Oregon player suspended for punch
The trial-jury-verdict-gavel process that led to Friday’s season-long suspension of Oregon senior tailback LeGarrette Blount was quick, efficient and decisive.
Or, exactly the opposite of the way Oregon’s football team played in Thursday night’s 19-8 loss on the blue turf.
Was it blue process?
Even if it wasn’t, it sure was immediate.
Less than 24 hours after Blount’s right-cross sucker punch landed on Byron Hout’s right jaw, the paperwork was filed.
Blount had apologized profusely trying to save his career, and first-year Oregon Coach Chip Kelly owned up to the unmitigated disaster of his debut.
But Lord Justice was swift.
Friday morning, Oregon President Richard Lariviere went on the appropriate offensive.
“There is no place on the field of play for that kind of action, and his conduct was reprehensible,” Lariviere said in a statement. “We do not and will not tolerate the actions that were taken by our player. Oregon’s loyal fans expect and deserve better.”
Larry Scott, the first-year Pacific 10 Conference commissioner, who attended Thursday night’s game, flew back to headquarters in Walnut Creek, Calif., and consulted with Oregon officials.
When Oregon put out the word that Blount was suspended for the season, the Pac-10 released a statement in full support of the decision.
“It made me proud that we’ve got coaches and programs with zero tolerance for this kind of behavior,” Scott said.
Who could argue with that?
But . . . was the punishment for Blount too harsh?
Possibly, but the incident unfolded on ESPN -- the middle of the media’s town square -- and video of Blount punching Hout ricocheted through cyberspace at warp speed.
Something serious had to be done because the postgame echo was going to reverberate around the world, and on “Around the Horn.”
So, Blount pays a huge price for something that happened in the heat of competition.
The only thing missing was any sort of indictment of Boise State, a co-conspirator in this ugly incident.
While Hout did not deserve to get decked by Blount, he did deserve to get suspended -- for at least a game.

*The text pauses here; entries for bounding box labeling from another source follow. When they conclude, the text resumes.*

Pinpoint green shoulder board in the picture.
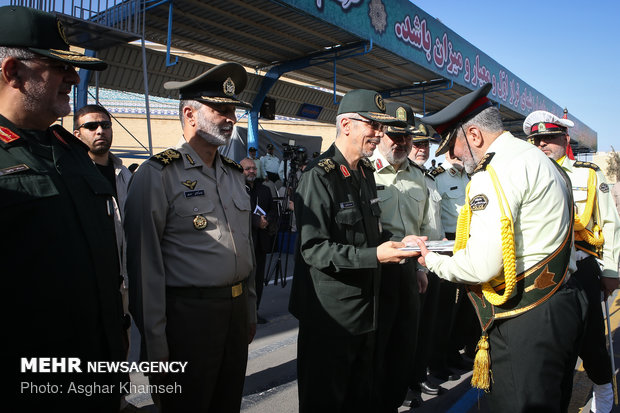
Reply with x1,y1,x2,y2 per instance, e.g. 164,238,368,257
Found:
431,166,446,176
151,149,181,167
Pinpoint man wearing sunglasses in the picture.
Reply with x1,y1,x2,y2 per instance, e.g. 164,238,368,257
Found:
0,6,129,412
73,105,132,354
523,110,620,413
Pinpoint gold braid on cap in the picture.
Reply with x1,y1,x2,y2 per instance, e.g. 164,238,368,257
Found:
454,165,517,391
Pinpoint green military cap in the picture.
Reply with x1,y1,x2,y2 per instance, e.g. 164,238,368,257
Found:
0,6,108,70
422,83,493,156
164,62,252,109
385,102,415,135
338,89,407,124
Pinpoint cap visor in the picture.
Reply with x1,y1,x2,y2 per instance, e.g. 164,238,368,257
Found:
435,130,456,156
194,96,252,109
357,112,408,128
28,47,108,70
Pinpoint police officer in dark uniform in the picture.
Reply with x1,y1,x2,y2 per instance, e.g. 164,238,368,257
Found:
125,63,256,413
0,6,128,412
289,89,417,413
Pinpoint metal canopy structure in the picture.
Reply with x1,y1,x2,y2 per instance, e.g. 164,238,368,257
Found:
10,0,596,153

If not for Hout’s taunting of Blount, the incident could have been avoided.
After the game ended, Blount found himself on the field near the Boise State sideline, literally surrounded by Broncos players. He knew what was coming.
It was Blount who made a fool of himself by saying, before the game, that Boise State deserved a back-end kicking as payback for the Broncos’ upset at Eugene last year.
It was Hout who made a fool of himself after the game by rushing up to Blount, smacking him on the shoulder pads, and shouting unkind things.
Boise State Coach Chris Petersen was standing next to Hout when the incident took place, and video showed him yelling at and trying to push his player away from Blount just before the punch was launched.
Yet, Boise State announced that Hout would not be suspended by the team. Petersen said any discipline of Hout would be handled internally.
“We’re not good with it,” Petersen told the Idaho Statesman newspaper. “It always takes two to tangle. Those are things we preach about every day around here. We just need to keep our mouths closed . . . and let our play speak for itself.”
Petersen added that, “Byron’s mistake wasn’t as extreme as LeGarrette’s, but he was still wrong.”
Blount loses his senior year and Hout has to run extra wind sprints?
And what about the decision to show the replay of the incident on the video scoreboard, which only fueled fan anger as Blount was jeered and cursed at on his way out of the stadium?
Larry Scott wouldn’t pass judgment on some other conference’s school.
“It’s up to Boise State to look at their player and what happened from their perspective,” he said.
Everything about Thursday night’s game was tainted, tarnished and ugly: Oregon’s uniforms, the penalties, the turnovers and, ultimately, the aftermath.
Boise State won the game. It was the better team.
By night’s end, though, everybody needed a shower.